„Grüner Tee“ aus heimischem Anbau

WalnussblaetterteeGerne trinkt man Grünen oder Schwarzen Tee. Frisch aufgebrüht ein besonders guter Durstlöscher, im Sommer ein ideales Getränk, ob der Sommer nun heiß oder gerade mal wieder kühl ist. Wer aber Wert darauf legt, sich möglichst mit Produkten aus der Heimat zu versorgen, bekommt hier ein Problem.Doch es gibt Auswege.

Die Teepflanze (Camellia sinensis) gedeiht nicht in hiesigen Breiten, Tee muss aus fernen Ländern importiert werden. Anbau? Gespritzt? Arbeitsbedingungen bei der Ernte? Transport? Bestrahlt? Viele kritische Fragen  eröffnen sich bei solchen Produkten. Dann doch besser heimische, am besten sogar selbst gepflückte Ware verwenden. Beim Tee kann man doch auf vielerlei Kräuter zurückgreifen. Sie enthalten zwar kein anregendes Koffein (Tein) wie der echte Tee, sind aber allein durch ihre Geschmacksnuancen durchaus anregend. Und schmecken? Selbst probieren!

Mein Tipp heute: Ein Tee aus frischen Walnussblättern, eine grüne Nuss darf auch dabei sein. Ungefähr eine kleine Handvoll grob zerkleinerter Walnussblätter mit 1 Liter heißem Wasser überbrühen, 2-3 Minuten ziehen lassen, abseihen.

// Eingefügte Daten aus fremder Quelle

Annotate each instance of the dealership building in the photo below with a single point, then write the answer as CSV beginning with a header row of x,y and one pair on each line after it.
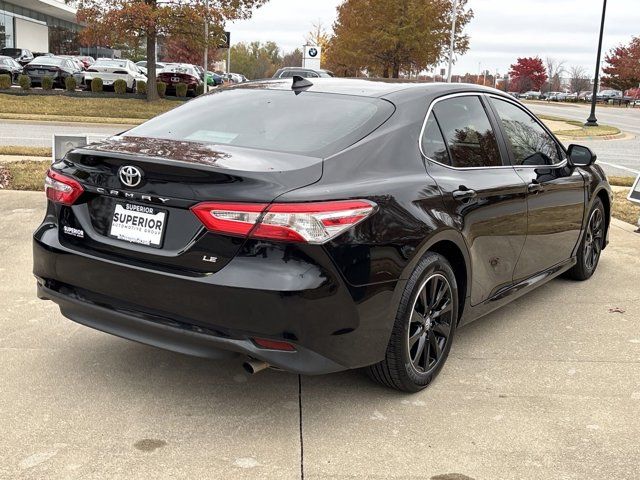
x,y
39,26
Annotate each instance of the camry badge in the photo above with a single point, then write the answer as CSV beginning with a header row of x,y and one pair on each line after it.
x,y
130,176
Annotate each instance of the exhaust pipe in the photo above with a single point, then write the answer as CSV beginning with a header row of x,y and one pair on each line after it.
x,y
253,366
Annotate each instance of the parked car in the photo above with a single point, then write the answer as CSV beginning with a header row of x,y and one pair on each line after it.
x,y
531,95
142,66
550,96
58,68
79,63
110,70
609,95
174,74
338,228
87,60
20,55
566,96
214,79
8,66
288,72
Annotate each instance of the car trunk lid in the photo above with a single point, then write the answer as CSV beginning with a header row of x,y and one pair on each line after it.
x,y
175,176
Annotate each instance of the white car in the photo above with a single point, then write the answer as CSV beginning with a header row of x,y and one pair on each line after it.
x,y
110,70
142,66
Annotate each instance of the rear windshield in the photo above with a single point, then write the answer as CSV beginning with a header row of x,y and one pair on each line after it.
x,y
310,123
12,52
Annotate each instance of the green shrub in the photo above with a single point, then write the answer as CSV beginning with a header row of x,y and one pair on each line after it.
x,y
25,82
5,82
70,84
120,86
141,87
96,85
47,82
181,90
162,89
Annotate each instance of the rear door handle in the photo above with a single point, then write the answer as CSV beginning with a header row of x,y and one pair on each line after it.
x,y
464,194
535,187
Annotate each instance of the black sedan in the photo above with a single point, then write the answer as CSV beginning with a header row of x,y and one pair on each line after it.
x,y
317,226
58,68
8,66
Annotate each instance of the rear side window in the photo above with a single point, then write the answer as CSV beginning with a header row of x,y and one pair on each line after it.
x,y
310,123
433,145
467,132
530,143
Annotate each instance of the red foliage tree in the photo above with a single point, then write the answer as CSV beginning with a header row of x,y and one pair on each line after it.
x,y
527,73
623,66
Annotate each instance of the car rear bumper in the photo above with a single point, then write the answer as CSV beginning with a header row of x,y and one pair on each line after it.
x,y
331,325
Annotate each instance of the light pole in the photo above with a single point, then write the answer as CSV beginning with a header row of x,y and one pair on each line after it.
x,y
453,37
206,44
592,121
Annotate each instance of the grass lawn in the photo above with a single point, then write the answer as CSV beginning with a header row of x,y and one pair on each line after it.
x,y
71,109
582,132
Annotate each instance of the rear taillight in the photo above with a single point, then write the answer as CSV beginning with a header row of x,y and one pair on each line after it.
x,y
293,222
61,189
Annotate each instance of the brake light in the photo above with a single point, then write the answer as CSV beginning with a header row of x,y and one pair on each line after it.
x,y
315,222
273,344
61,189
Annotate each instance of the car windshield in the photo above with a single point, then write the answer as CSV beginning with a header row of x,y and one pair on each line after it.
x,y
308,123
110,63
57,61
180,69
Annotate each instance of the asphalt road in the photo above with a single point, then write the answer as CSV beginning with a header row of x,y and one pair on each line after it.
x,y
40,134
624,153
545,388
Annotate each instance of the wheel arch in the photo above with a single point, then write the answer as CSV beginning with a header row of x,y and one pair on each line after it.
x,y
451,245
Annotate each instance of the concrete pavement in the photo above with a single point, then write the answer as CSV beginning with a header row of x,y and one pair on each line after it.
x,y
545,388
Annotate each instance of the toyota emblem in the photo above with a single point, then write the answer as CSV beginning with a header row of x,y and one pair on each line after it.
x,y
130,176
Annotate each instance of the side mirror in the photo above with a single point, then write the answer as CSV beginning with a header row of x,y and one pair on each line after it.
x,y
580,155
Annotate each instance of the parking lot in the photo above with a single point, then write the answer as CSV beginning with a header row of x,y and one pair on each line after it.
x,y
547,387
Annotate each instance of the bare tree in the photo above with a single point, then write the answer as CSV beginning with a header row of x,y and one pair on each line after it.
x,y
555,69
579,79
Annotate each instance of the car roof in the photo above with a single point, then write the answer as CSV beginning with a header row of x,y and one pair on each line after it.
x,y
371,87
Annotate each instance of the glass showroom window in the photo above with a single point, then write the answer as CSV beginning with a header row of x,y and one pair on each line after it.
x,y
6,29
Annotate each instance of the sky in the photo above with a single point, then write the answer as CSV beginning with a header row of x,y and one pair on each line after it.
x,y
500,31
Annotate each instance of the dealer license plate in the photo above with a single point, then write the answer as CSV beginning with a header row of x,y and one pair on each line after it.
x,y
139,224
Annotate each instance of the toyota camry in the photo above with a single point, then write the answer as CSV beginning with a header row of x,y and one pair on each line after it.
x,y
319,225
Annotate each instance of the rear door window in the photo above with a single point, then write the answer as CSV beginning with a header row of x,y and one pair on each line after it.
x,y
467,132
530,143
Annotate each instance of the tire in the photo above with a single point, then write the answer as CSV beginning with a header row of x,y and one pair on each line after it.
x,y
591,244
402,367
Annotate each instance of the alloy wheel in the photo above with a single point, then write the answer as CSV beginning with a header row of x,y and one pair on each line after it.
x,y
430,323
593,240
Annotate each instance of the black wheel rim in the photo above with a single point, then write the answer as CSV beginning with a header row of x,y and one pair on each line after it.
x,y
430,323
593,239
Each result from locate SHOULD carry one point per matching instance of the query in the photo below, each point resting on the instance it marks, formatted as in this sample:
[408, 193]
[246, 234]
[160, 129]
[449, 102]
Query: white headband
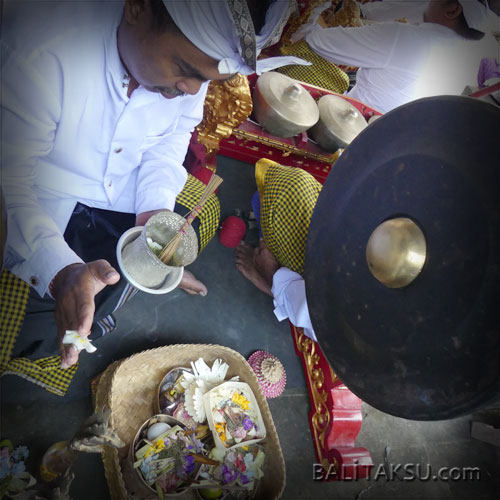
[223, 29]
[476, 14]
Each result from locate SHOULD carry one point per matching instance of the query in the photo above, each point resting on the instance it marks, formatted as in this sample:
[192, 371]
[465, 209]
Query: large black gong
[428, 350]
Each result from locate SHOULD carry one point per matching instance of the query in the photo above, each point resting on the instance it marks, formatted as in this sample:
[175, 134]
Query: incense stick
[170, 248]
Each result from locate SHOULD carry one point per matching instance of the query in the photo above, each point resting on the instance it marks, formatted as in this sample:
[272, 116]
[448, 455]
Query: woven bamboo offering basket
[129, 387]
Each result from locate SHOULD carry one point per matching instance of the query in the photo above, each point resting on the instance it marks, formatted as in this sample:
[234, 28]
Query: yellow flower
[156, 448]
[221, 430]
[241, 400]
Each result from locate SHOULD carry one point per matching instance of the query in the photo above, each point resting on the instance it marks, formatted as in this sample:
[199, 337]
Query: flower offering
[239, 469]
[234, 414]
[167, 462]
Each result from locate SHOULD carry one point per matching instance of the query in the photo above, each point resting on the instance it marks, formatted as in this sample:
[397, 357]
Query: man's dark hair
[161, 18]
[258, 10]
[465, 31]
[163, 22]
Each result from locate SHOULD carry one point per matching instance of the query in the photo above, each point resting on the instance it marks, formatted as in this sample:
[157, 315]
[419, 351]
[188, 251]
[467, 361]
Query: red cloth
[232, 231]
[196, 159]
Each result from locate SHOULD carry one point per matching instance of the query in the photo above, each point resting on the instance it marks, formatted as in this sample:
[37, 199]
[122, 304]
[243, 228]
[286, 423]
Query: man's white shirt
[70, 133]
[400, 62]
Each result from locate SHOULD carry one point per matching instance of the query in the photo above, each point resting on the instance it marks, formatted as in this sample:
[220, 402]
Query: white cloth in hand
[289, 293]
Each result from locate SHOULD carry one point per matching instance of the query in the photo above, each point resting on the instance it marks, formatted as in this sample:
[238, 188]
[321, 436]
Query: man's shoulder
[46, 25]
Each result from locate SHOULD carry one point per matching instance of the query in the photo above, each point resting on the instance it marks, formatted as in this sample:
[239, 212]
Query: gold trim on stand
[288, 148]
[227, 105]
[321, 418]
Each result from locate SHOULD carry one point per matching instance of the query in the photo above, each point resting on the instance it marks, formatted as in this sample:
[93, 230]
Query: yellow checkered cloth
[209, 216]
[14, 293]
[288, 196]
[45, 371]
[321, 73]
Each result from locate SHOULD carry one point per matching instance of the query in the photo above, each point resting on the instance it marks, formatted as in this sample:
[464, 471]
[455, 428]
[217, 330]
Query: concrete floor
[237, 315]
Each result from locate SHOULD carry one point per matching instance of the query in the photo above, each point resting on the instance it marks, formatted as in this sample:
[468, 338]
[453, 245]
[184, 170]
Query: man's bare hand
[74, 289]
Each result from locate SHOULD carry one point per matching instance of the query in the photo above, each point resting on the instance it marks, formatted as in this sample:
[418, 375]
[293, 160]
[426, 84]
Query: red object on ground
[232, 231]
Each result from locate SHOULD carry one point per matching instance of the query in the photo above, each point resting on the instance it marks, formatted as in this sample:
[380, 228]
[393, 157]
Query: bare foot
[246, 262]
[191, 285]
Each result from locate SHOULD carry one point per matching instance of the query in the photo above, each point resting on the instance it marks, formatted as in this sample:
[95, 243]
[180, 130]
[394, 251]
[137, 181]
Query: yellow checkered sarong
[45, 371]
[288, 196]
[14, 293]
[321, 73]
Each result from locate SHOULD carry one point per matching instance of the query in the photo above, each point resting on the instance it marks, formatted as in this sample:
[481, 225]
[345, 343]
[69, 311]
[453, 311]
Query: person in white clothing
[98, 104]
[401, 62]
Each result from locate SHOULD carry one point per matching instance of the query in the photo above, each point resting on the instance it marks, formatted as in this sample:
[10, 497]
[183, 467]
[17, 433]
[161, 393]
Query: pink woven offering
[270, 373]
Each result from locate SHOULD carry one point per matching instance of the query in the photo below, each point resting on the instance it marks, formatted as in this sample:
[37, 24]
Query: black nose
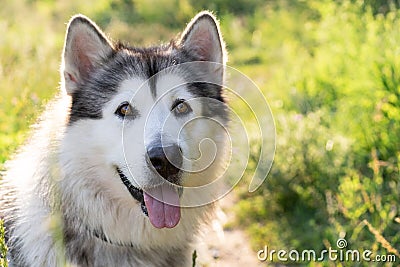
[166, 161]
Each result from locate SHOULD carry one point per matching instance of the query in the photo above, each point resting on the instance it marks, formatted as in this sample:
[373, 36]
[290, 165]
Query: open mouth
[135, 192]
[160, 204]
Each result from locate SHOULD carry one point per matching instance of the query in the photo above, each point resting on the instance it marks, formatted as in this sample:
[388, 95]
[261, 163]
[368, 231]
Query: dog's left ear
[202, 39]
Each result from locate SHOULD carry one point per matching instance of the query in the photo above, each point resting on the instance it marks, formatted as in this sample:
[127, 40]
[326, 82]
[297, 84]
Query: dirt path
[219, 247]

4 Gedanken zu “„Grüner Tee“ aus heimischem Anbau”

  1. Ein Walnussblättertee, das hört sich gut an. Ich könnte mir vorstellen, dass der Geschmack einem grünen Tee relativ nahe kommt.

  2. Bekomme ich die frischen Walnussblätter auch im Laden bzw. auf dem Markt oder muss ich da mal den Nachbarn fragen, ob ich von seinem Baum etwas abbekommen?